Monday, November 26, 2012

Life of Pi - a Movie That Disappoints and Delights

Generally newspaper reviews are my guide to which movie is watchable and which not. And I generally don’t find newspaper reviews misguiding. But this time I refused to agree with them. I watched Life of Pi on Saturday with high expectations and was left a little disappointed.

Pi Patel is growing up in Pondicherry where his father owns a zoo. When Pi is 16, his father decides to migrate to Canada with his family for better business prospects. The zoo animals will be sold there. On their voyage to Canada, their ship, a Japanese liner, finds itself in a storm and sinks leaving Pi’s parents dead and Pi floating on the Pacific on a lifeboat with four animals, a Royal Bengal tiger, hyena, an orangutan and a zebra. The hyena kills the orangutan and zebra and the Bengal tiger slays the hyena becoming the only animal on the boat sharing it with Pi. The story is being narrated, in flashback, years later, by a grown-up Pi to a writer.

The movie is around one-and-half-hours long and what I outlined occupies just 40 to 45 minutes of the movie.

The rest of the movie is about Pi and the tiger negotiating different challenges on the sea in what seems like ceaseless sea wandering. That’s my problem with the movie. Since the time the ship meets with a shipwreck till the time Pi and the tiger make it to an island, there is no story, only some adventures which make for excellent visual experience but fail to prevent you from feeling – great, but where is the story headed. Actually the problem is not with the story; the problem is with how it has been structured. I don’t know how the story pans out in the book and how much of it has been changed for the movie. But the movie doesn’t work beyond the shipwreck until they reach the island.

I think, instead of telling the story in a linear form, starting where it starts and ending where it ends, if the movie had started from the point where the Patel family boards the liner, and then moved the narrative back and forth in time showing their present with brief visits to their past to substantiate their present - then the empty space from the shipwreck to island wouldn’t have stared at you for 45 minutes. And because of the background narration by the grown-up Pi, the back-and-forth style would have worked just fine.

However, to dismiss the entire movie only for those 45 minutes would be cruel. The movie has many delightful moments created with the aid of technology. When Pi is in a caste-away mode floating aimlessly on the ocean, there are some breathtaking scenes – and they leap (thanks to 3D) at you to break the monotony.
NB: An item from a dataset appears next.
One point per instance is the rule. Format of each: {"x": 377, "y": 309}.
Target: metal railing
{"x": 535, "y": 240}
The scene that particularly stands out is when after a while on the sea, after facing a few hurdles and having overcome them, when Pi seemed set for a hassle-free journey, a huge whale loops up sending Pi’s coracle up in the air on its way up, tossing his stock of tinned food up and then down into the water. The screen blacks out only showing the whale while it's under water and then lights up as the giant leaps out of the surface.

For children, these scenes are breathtaking; they will surely delight adults, but they may want a little more than them out of the film.

The movie is worth a watch and a repeat only for the visual effects and nothing else.